By William Holston
http://stream.publicbroadcasting.net/production/mp3/kera/local-kera-904463.mp3
Dallas, TX –
The loss of a friend or relative is troubling enough. But the circumstances made a recent passing even more difficult for commentator William Hoslton.
I lost a friend recently. He was married, had two children, and was a very talented artist. We met 25 years ago, when we were both single. There were many long lunches and passionate philosophical conversations. We always laughed. He moved out of state, but we had recently reconnected.
My friend took his own life. As news spread about his death, friends began posting messages on his Facebook page. Dozens of entries from all over the country celebrated his talent, his intellect, and especially his wicked sense of humor. One writer observed several hundred people stood in line at the funeral home.
But his death left me with many questions. Didn't he realize just how loved and respected he was? Did he reflect on the impact his death would have on so many people? How many of those people posting on Facebook told my friend when he was alive just how much they respected him? When was the last time I did? Would an encouraging word have eased his despair? Would it have reminded him of just how much he had to live for?
In our last conversation he said that things were not going well and he was struggling financially. I didn't follow up to see how he was doing. I wish I had. In hindsight, I wonder if I was being insensitive to a subtle cry for help. Or perhaps he didn't want to be clear. Either way, I didn't know how much he was in despair.
Suicide is sadly not uncommon. According to the American Association of Suicidology, an estimated 4.6 million living Americans have attempted suicide. Suicide claims the lives of more than 32,000 people annually in the United States. An average of one person every 16 minutes dies by suicide. One, of course is too many. We can't stop someone from taking their life, but there are things we can do.
We can be aware of warning signs. According to the Suicide and Crisis Center of North Texas, there are verbal cues, such as the statements "I want to go to sleep and never wake up." There also behavioral cues such as moodiness, loss of energy, and withdrawal, and changes of sleeping habits. Finally, there are situational cues, such as loss of a loved one, a job or financial difficulties.

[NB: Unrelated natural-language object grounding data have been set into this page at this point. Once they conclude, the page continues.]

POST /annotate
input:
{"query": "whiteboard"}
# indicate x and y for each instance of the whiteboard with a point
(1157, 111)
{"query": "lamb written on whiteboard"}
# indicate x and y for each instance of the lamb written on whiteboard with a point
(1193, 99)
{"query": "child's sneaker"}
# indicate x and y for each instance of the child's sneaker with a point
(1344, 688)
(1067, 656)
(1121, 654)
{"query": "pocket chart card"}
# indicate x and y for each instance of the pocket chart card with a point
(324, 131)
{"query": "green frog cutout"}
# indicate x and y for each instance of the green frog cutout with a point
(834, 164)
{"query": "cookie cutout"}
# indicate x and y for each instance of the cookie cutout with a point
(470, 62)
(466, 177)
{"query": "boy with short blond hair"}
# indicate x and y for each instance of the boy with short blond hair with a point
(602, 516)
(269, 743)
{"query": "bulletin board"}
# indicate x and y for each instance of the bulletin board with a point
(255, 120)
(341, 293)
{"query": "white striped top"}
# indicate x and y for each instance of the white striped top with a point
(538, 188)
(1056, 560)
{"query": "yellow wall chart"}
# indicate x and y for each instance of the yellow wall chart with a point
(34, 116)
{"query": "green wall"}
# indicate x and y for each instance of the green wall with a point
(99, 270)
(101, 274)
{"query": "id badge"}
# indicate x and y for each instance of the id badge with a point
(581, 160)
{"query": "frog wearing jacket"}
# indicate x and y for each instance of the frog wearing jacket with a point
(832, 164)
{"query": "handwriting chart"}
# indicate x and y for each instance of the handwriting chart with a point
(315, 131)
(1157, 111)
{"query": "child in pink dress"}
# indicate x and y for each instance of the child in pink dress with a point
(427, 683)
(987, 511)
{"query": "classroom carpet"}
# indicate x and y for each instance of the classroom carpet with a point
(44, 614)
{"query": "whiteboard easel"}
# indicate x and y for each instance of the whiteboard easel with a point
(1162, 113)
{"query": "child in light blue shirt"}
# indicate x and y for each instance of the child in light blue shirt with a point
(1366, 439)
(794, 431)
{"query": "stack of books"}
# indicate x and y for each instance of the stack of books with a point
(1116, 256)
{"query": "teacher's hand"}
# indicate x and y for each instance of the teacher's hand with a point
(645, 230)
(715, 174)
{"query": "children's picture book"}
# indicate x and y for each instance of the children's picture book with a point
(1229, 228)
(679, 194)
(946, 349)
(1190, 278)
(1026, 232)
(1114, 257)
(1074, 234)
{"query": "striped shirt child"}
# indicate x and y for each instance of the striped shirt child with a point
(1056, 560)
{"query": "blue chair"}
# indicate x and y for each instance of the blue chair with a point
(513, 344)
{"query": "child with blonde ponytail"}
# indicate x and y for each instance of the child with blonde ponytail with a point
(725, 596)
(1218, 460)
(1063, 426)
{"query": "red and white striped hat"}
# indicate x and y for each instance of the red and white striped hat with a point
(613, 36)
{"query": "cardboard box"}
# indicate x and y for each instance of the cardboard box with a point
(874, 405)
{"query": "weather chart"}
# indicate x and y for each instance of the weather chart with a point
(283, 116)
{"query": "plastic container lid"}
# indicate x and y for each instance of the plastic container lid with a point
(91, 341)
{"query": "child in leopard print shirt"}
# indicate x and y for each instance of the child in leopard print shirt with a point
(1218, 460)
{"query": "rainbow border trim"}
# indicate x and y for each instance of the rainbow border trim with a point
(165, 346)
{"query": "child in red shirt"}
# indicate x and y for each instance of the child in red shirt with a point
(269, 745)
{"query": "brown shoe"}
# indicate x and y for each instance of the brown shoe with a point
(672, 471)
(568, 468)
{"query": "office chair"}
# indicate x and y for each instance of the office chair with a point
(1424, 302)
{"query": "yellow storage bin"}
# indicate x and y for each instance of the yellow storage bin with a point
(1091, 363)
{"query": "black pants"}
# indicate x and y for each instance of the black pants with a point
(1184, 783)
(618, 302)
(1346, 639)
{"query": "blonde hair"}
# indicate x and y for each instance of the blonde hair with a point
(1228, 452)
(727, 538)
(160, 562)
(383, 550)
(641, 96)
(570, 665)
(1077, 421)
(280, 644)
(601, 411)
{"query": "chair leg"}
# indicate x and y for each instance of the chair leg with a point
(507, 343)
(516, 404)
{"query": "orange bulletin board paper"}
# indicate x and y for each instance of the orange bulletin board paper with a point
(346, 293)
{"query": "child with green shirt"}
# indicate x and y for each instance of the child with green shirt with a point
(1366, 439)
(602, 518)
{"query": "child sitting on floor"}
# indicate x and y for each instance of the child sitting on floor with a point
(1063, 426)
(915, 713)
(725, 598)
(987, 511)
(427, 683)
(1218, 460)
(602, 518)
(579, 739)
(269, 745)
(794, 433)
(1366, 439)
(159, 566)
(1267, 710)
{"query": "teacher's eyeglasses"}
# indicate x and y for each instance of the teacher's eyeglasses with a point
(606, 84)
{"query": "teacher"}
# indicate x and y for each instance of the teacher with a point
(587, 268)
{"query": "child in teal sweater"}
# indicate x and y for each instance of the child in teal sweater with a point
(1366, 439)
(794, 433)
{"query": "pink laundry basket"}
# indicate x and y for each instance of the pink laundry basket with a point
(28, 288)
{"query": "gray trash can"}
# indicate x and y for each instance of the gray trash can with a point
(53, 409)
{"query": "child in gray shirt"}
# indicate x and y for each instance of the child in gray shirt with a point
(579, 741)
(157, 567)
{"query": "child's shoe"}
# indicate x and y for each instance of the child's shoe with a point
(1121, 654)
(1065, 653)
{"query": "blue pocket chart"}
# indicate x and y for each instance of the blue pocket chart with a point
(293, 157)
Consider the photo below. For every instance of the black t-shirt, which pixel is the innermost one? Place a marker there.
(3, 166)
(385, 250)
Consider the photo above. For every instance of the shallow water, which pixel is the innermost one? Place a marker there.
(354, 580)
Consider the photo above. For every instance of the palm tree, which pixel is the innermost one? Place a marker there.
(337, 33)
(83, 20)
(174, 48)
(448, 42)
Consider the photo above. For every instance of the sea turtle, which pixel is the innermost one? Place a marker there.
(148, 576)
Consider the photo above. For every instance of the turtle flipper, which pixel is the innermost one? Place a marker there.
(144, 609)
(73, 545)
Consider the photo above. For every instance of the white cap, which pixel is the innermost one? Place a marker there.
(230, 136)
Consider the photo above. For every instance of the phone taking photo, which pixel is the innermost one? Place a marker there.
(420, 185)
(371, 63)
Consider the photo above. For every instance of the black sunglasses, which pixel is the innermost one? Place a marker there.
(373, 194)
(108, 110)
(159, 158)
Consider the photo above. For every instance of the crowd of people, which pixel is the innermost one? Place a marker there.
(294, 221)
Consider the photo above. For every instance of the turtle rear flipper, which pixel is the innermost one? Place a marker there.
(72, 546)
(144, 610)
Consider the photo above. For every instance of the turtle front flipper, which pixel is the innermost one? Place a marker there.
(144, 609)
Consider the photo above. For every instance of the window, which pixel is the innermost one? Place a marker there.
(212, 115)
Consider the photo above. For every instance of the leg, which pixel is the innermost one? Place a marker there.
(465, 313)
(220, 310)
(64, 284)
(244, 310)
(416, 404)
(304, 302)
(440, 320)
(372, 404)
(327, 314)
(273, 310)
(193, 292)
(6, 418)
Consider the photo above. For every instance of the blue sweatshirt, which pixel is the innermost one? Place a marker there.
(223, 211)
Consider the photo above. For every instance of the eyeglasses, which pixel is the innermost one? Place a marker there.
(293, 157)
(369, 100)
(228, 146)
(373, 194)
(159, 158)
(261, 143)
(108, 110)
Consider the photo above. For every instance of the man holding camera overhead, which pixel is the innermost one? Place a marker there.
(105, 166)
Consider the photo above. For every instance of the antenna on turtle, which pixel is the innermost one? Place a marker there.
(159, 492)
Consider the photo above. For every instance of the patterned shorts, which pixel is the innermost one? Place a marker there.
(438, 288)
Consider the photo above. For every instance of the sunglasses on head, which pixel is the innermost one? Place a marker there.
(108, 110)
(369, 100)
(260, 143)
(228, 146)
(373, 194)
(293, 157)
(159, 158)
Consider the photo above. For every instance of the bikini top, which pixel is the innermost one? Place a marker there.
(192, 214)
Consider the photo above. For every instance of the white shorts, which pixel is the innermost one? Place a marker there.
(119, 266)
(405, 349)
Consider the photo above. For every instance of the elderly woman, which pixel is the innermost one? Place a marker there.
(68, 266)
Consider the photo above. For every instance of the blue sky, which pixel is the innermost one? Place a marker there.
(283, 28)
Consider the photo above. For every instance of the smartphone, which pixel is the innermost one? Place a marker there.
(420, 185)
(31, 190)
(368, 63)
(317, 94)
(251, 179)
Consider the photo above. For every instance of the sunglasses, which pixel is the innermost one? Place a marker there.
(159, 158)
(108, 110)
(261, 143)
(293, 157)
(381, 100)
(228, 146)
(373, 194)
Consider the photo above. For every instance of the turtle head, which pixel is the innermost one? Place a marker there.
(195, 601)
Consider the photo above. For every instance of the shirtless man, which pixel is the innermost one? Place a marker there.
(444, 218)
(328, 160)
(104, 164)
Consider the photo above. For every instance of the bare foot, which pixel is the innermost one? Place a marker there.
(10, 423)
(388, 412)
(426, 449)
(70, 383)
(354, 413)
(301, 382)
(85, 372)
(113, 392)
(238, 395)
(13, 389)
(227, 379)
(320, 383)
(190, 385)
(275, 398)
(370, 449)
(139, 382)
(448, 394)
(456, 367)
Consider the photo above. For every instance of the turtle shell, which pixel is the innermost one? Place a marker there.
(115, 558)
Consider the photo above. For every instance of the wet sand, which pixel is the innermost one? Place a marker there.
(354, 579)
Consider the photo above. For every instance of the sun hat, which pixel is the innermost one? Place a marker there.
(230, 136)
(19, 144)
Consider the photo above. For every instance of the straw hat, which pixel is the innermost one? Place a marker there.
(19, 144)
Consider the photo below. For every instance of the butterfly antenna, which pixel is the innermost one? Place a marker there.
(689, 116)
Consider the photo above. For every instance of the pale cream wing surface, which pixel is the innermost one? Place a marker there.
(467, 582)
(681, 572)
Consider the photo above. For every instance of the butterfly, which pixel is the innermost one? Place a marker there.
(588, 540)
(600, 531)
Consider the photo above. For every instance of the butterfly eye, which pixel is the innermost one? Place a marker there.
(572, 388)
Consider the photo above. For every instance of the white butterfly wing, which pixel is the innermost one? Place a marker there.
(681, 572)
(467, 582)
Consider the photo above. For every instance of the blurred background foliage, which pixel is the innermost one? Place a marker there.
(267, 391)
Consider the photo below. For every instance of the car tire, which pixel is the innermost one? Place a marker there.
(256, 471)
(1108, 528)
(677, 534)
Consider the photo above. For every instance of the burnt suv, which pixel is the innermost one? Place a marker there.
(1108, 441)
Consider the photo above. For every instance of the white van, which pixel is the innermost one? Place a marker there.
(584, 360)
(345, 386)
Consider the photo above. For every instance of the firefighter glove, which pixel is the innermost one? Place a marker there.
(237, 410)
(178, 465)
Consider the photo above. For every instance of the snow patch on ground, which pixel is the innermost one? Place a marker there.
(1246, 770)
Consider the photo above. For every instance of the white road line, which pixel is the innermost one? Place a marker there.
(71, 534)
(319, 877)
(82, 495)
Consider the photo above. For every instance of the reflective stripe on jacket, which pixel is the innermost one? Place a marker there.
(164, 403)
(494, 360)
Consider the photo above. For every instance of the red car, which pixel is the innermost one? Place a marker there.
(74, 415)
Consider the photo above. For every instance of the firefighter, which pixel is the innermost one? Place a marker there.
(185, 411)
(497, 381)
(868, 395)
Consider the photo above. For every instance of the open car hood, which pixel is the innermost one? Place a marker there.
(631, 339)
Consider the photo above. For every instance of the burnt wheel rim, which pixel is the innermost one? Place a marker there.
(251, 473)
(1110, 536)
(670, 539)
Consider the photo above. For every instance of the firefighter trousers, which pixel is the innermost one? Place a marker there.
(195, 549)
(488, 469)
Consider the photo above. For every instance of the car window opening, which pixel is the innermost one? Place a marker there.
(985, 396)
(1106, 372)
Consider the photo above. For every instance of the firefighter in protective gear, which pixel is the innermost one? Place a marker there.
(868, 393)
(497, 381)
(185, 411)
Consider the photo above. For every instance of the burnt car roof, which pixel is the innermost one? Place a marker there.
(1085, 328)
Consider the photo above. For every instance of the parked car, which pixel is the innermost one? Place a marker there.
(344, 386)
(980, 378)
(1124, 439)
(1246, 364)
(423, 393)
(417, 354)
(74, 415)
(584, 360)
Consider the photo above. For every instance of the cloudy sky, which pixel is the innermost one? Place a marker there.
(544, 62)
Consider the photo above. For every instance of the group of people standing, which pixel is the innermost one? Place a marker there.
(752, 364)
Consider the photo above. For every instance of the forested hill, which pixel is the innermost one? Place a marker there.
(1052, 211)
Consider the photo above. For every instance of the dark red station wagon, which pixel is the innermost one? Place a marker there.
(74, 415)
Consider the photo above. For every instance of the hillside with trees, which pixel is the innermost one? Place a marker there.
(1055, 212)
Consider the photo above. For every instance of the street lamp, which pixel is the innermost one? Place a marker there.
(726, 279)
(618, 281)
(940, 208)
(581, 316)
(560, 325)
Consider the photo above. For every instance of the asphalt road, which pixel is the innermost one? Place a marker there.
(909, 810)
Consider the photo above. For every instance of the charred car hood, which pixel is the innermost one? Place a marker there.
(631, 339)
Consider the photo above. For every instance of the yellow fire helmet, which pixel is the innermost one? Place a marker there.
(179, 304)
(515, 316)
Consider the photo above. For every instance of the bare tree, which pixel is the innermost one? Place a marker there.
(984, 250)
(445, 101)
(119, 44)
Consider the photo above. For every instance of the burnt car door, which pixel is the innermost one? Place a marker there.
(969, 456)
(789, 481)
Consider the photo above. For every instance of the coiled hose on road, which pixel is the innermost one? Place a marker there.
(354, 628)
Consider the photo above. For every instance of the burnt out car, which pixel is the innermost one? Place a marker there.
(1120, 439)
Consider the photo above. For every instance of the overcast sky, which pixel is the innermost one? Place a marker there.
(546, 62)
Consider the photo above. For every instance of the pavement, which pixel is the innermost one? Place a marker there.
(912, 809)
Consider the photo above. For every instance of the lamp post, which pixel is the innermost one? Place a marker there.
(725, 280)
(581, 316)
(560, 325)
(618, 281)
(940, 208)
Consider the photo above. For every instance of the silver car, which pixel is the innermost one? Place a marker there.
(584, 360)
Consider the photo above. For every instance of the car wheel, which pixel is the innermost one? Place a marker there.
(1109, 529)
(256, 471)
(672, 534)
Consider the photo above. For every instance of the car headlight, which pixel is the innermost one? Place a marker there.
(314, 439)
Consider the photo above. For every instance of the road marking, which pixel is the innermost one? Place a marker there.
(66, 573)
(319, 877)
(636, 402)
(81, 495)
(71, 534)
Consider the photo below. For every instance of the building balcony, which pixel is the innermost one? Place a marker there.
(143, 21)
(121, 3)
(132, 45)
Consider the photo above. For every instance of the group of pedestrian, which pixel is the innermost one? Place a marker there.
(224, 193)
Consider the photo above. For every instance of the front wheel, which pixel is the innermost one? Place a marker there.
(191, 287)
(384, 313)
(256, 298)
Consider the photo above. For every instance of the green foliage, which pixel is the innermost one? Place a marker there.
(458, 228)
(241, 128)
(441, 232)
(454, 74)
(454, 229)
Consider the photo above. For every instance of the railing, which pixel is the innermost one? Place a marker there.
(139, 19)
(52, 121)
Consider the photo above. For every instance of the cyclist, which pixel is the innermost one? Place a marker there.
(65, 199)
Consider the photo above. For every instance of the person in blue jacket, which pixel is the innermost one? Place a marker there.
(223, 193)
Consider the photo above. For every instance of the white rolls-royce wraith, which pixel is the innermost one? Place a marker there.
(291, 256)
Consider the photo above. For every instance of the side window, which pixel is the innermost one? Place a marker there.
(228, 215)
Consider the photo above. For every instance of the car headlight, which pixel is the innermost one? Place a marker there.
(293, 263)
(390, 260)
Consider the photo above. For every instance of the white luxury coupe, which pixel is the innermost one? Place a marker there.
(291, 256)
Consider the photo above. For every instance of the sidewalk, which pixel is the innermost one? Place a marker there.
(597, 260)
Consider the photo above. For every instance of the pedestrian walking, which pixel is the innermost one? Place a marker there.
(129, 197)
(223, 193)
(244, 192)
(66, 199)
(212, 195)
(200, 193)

If someone displays signs that they might be thinking of suicide, we shouldn't avoid the topic, but should discuss things openly. We should take the time to be available. We need to be non judgmental listeners. We should get the advice of professionals. We should emphasize that there is help that offers solutions other than the desperate end of life. There are always other options.
My friend's death has me reflecting that I shouldn't wait for a memorial service to tell my friends what I value about them. I should take the time to know how they are doing. I want to be the kind of friend that communicates openly and candidly. I vow to press my friends for how they are really doing, and not to take "just fine" as an answer. Next time, a friend tells me he's struggling, I will follow up.
My friend's death still saddens me. It probably always will. John Donne wrote, "No man is an island entire unto itself. Each man's death diminishes me, because I am involved in mankind; and therefore never send to know for whom the bell tolls; it tolls for thee."
William Holston is an attorney in Dallas.